- Aluminium demand remains resilient despite higher prices
- Domestic premiums rise to $290-300/t over LME cash prices
Domestic aluminium prices in India continued to strengthen w-o-w, supported by upward revisions from primary producers amid firm LME and MCX aluminium futures and ongoing global supply concerns. The price increase came despite adequate domestic availability and only moderate downstream demand, highlighting the continued influence of global market signals on local pricing.
According to BigMint’s assessment, domestic aluminium ingot prices in Delhi rose by INR 7,000/t, or 2%, w-o-w to INR 322,000/t, while Mumbai prices increased by INR 13,000/t, or 4.2%, w-o-w to INR 325,000/t as of 15 January.
How did Indian and global exchanges perform?
Domestic aluminium futures on the MCX remained stable on a w-o-w basis at INR 306,500/t as of 15 January, indicating a pause after recent gains amid steady spot market conditions.

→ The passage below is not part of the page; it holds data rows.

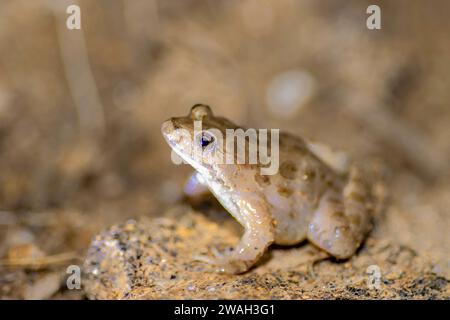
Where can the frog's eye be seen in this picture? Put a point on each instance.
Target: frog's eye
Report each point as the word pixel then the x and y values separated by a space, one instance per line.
pixel 205 139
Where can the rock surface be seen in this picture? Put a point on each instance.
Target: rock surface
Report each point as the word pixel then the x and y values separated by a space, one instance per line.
pixel 153 259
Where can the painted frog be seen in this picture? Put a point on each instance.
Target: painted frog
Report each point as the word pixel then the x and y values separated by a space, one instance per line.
pixel 307 198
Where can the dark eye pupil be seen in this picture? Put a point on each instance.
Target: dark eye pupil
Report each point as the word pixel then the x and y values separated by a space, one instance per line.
pixel 205 140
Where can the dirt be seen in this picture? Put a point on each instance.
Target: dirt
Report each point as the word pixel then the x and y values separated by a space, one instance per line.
pixel 81 151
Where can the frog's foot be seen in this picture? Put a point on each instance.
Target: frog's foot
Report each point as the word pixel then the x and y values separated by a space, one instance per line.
pixel 227 261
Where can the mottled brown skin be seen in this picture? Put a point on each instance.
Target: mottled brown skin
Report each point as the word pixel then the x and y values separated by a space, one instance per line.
pixel 305 199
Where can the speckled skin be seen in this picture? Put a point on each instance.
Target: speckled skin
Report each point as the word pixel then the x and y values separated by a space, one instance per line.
pixel 305 199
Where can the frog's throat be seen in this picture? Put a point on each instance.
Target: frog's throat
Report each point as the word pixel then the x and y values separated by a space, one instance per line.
pixel 196 164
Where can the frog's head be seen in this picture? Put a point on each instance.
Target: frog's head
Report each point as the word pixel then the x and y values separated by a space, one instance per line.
pixel 198 137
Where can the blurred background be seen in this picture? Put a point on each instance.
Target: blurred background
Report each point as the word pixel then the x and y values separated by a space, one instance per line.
pixel 80 110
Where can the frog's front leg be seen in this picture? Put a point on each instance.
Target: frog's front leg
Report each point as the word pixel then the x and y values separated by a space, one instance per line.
pixel 253 214
pixel 341 222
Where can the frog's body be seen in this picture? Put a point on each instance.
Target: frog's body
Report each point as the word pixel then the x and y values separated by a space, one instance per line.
pixel 306 198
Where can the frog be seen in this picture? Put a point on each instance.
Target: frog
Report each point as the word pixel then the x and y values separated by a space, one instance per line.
pixel 306 199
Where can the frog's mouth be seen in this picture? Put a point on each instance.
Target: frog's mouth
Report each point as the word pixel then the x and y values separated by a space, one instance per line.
pixel 180 143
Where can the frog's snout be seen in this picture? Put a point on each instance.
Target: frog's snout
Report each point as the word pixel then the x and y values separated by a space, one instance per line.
pixel 167 127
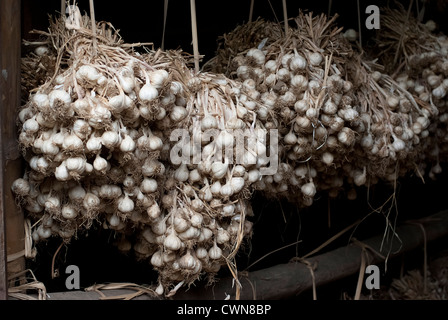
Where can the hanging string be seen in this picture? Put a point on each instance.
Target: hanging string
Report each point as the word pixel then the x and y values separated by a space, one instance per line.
pixel 165 14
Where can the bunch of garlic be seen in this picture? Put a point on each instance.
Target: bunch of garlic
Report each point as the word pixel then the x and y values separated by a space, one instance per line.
pixel 98 140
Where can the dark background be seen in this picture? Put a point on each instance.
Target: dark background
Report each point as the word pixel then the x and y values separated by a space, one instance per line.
pixel 276 223
pixel 142 21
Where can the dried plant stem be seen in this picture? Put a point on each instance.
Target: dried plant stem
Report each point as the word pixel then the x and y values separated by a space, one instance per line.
pixel 92 17
pixel 285 17
pixel 194 32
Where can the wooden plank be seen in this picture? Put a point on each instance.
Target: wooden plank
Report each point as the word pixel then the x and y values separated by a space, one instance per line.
pixel 284 281
pixel 11 218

In the global market, LME aluminium prices strengthened by $92/t, or 3.0%, w-o-w to $3,205/t, supported by firm sentiment and supply-side concerns. LME aluminium prices rose w-o-w as supply constraints outweighed mixed demand cues. Tight supply from China’s capacity cap, lower exports, delayed overseas expansions, and falling regional inventories continued to support market sentiment.
Meanwhile, LME warehouse stocks declined by 9,750 t, or 1.9%, w-o-w to 492,000 t, underscoring continued inventory drawdowns. The combination of stable domestic futures, higher global prices, and falling exchange stocks helped maintain a firm tone in the aluminium market.
Aluminium majors raise offers
The continued rise in domestic aluminium ingot prices was driven by successive upward revisions from primary producers during the period. BALCO raised its P1020 price from INR 332,000/t on 9 January to INR 340,000/t on 10 January, followed by further hikes to INR 342,000/t on 14 January and INR 344,500/t on 15 January, reflecting sustained pricing strength.
Hindalco also implemented steady increases, revising its P1020 price from INR 328,000/t on 9 January to INR 338,750/t on 10 January, then to INR 340,750/t on 14 January and INR 343,250/t on 15 January, underscoring firm producer confidence amid supportive market conditions.
Meanwhile, NALCO raised its P1020 price from INR 320,000/t on 7 January to INR 330,700/t on 14 January, an increase of INR 10,700/t, or 3.3%.
Market participants noted that sentiment in the domestic aluminium market has turned positive, with demand remaining healthy despite elevated LME prices. Inventories with major domestic producers were reported to be comfortable, supporting steady supply, while market activity continued to improve. Premiums strengthened to around $290-300/t above LME cash, reflecting better offtake and a firm order book. Participants added that, despite high LME levels, buying interest remains steady, indicating a gradual pick-up in overall market momentum.
Additionally, global primary aluminium production reached 67.49 mnt in 11MCY’25, up 1.1% y-o-y, although November output declined 3.3% m-o-m to 6.09 mnt.
Global aluminium developments
Saudi Arabia set to see major expansion
Saudi Arabia is set to become a major aluminium hub as PIF has partnered with Red Sea Aluminium Holdings to develop an integrated complex in Yanbu, featuring advanced smelting and continuous casting facilities. The project will produce high-value aluminium for domestic and international markets, boost industrial capabilities, attract investment, and focus on workforce development, positioning the Kingdom as a key player in global aluminium manufacturing.
Chinese production costs may ease in Jan’26
Meanwhile, China’s aluminium production costs are expected to ease in January 2026, driven by falling alumina prices, despite rising electricity costs. While auxiliary material costs may decline slightly, lower alumina costs will remain the main factor reducing overall production costs, supporting continued profitability across domestic operations.
Outlook
Domestic aluminium prices are expected to remain firm in the near term, supported by elevated LME prices, continued producer-led price revisions, and strong premium levels. While downstream demand may stay moderate, falling exchange inventories and sustained global supply constraints are likely to limit any sharp downside, keeping market sentiment positive.